I studied his face beneath the hat brim. He didn’t look frazzled. For someone who hadn’t slept in twenty-four hours, now heading into thirty-six, he looked as fresh as the large sun ball rising over the water. Me? I was already sweating at the guarantee of another blistering day.
“Betsy’s striking out,” Portia said.
Lake scrutinized Betsy as she worked both sides of the boat. He said, “She alerted in the forensic yard although there were no visible signs of tissue on the boat.”
“What part of the boat?” I asked.
“The deck, around a cleat. The galley in a bench locker where they stowed rope. And the head.”
“The head? Lots of stinks there.” I considered what it meant, which was probably nothing. Betsy had found the scent of dead tissue, but it could be from the killer or Johnny. I said, “Seems a long time in the water for rot to be detected”
“We don’t know how large the piece of rot was. Maybe a whole body.”
The deck, the galley, the head. Three places, three people. “There would be bones.”

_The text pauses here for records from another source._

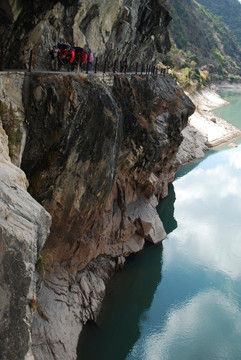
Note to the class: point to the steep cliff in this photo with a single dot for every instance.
(24, 227)
(95, 157)
(98, 152)
(111, 29)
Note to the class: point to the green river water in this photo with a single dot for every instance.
(181, 300)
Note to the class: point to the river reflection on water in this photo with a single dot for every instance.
(181, 300)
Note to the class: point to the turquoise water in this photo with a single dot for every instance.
(181, 300)
(231, 113)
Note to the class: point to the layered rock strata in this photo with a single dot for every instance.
(113, 30)
(24, 226)
(97, 158)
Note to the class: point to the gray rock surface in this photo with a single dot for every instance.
(24, 226)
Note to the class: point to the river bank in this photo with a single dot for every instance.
(205, 130)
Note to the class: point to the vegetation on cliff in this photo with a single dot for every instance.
(205, 46)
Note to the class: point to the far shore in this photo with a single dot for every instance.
(217, 130)
(205, 130)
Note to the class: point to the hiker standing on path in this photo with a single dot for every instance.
(54, 53)
(91, 60)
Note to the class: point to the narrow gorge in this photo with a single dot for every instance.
(98, 152)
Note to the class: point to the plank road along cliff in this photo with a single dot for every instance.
(96, 157)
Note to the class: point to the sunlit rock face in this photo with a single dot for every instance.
(24, 226)
(97, 158)
(111, 29)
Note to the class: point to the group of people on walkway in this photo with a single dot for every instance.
(64, 54)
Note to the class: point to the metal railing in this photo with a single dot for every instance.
(107, 66)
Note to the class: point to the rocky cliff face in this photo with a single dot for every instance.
(97, 157)
(113, 30)
(98, 152)
(24, 226)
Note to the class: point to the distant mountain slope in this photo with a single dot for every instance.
(201, 38)
(229, 11)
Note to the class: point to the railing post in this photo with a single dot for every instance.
(30, 60)
(96, 63)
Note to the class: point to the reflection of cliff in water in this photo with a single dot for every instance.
(165, 210)
(129, 295)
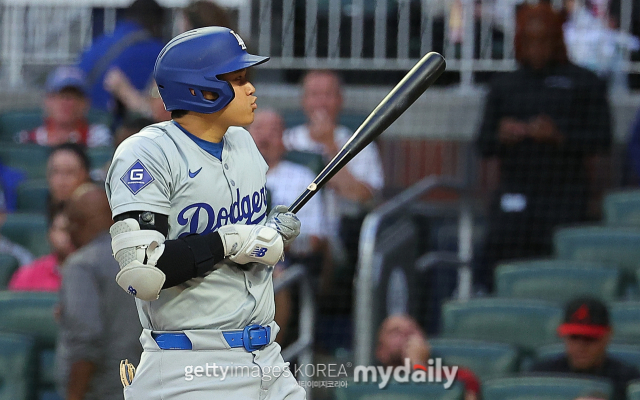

“Maybe.” Then his stomach growled. He looked sheepish as he put his hand to his belt. ”Starved.” Missing sleep was a minor issue, a meal was quite another.
Portia looked at him. “I don’t know how you can think of food.”
He twitched a smile then looked toward the cadaver boat. The rocking intensified, and Betsy’s tail wagged like she was about to dig into a pound of steak. Suddenly she leaned over the portside rail, glanced back at her handler and launched herself into the water.
Lake laughed. “I think that means she’s found what she’s smelling for.”
“That’s how she alerts in deep water,” I said. “She’ll swim to where the odor is strongest.”